В 865 году Болгария приняла христианство, как впоследствии и Русь, «из рук» Византии, но ее отношения с «матерью» от этого проще не стали. Религиозная общность не мешала сторонам самозабвенно убивать друг друга.
В 986 году в битве у Траяновых ворот болгары практически уничтожили византийскую армию. А в 1014 году император Василий II Болгаробойца разгромил болгар в битве при Беласице и взял в плен 15 тыс. человек.
Как истинный гуманист, он отпустил их всех на свободу. Правда, перед этим почти всех ослепил. Почти — потому что одному человеку на сотню он сохранил по одному глазу, чтобы они могли быть поводырями для остальных. Когда болгарский царь Самуил увидел эту армию, он умер от сердечного приступа.
Так что не стоит, как делают некоторые любители истории, упрекать Болгарию за то, что она позже «предала» Византию. Не удивительно и то, что Сербия тоже старалась держаться от нее подальше.
Венеция и крестоносцы
Дети вырастают незаметно. Вчера ходил на горшок, а сегодня он уже взрослый, презирает тебя и при этом требует от тебя твоего как своего. Что-то подобное произошло и с Византией. Еще в начале IX века Венеция стала много о себе думать. В Византии поначалу не осознали, что это только начало большого процесса, но к концу X века и другие ее колонии явно устали от метрополии. Период спячки Западной Европы заканчивался.
Взаимоотношения Венеции с Византией всегда были непростыми. И не только с Византией, но и с лонгобардами, которые отхватили у империи большие территории в Италии, и с норманнами, осевшими на юге, но появлявшимися и на севере Италии. В этой ситуации часто было неясно, кто чьи интересы защищает: Византия венецианские или Венеция византийские.
Факт — Венеция играла ключевую роль в регионе для Византии. Другой факт — Византия дорого за это платила, постоянно предоставляя венецианским купцам разные льготы, а главное, так называемую Золотую буллу, в два раза уменьшившую пошлину, которую венецианские корабли платили в Константинополе, а также предоставлявшую большие льготы во всей восточной части Средиземноморья.
Третий факт — такая ситуация все меньше устраивала Византию, которая периодически отнимала у Венеции Золотую буллу.

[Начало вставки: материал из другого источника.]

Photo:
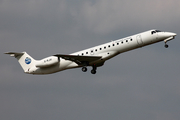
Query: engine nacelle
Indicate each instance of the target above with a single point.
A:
(47, 62)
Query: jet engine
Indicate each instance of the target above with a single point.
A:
(47, 62)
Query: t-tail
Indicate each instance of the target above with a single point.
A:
(25, 60)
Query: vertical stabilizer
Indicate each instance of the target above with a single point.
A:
(25, 60)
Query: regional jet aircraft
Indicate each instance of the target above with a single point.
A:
(95, 56)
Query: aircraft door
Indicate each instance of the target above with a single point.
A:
(139, 39)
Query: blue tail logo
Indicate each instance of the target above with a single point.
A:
(27, 60)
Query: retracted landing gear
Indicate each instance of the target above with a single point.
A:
(93, 71)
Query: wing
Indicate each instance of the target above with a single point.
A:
(80, 60)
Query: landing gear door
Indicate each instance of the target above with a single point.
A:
(139, 40)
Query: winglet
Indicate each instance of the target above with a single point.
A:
(14, 54)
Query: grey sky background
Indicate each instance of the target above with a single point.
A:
(138, 85)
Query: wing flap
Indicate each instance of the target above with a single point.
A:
(79, 59)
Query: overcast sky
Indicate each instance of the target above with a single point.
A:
(143, 84)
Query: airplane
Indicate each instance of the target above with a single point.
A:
(94, 56)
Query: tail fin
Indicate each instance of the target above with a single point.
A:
(25, 60)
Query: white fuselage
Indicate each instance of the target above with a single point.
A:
(106, 51)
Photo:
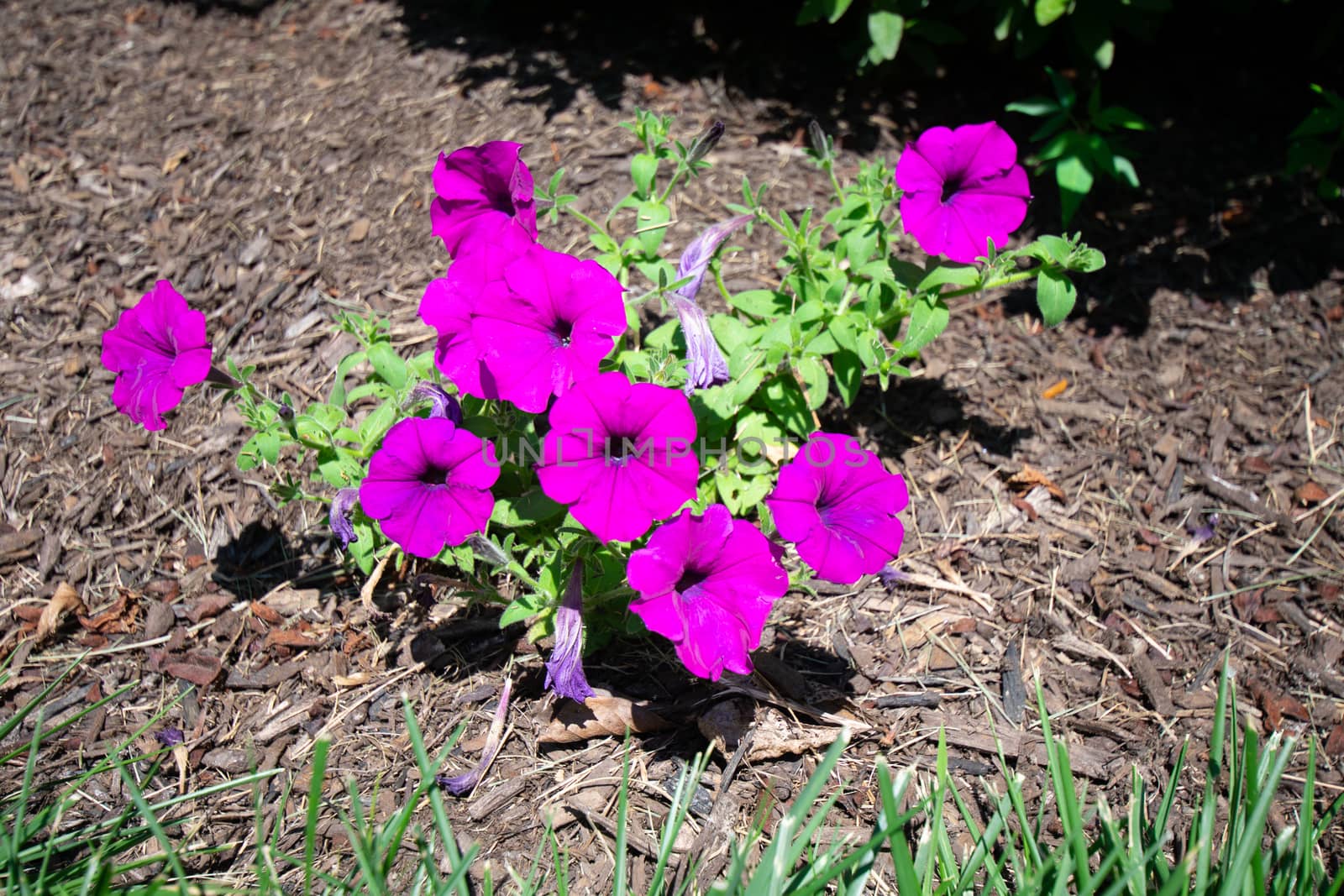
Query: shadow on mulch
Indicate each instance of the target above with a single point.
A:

Четвертый факт — по мере того как могущество Венеции росло и она становилась метрополией с крупными колониями по другую сторону Адриатики, могущество Византии падало.
В 976 году на византийском престоле утвердился император Василий II, но только через девять лет он сумел отстранить от власти сорок лет фактически державшего ее в своих руках евнуха Василия Лакапина. Василий II значительно расширил территорию своей страны, но после его смерти в 1025 году Византия стала снова сжиматься. Самые большие территории от нее отхватили на востоке турки-сельджуки.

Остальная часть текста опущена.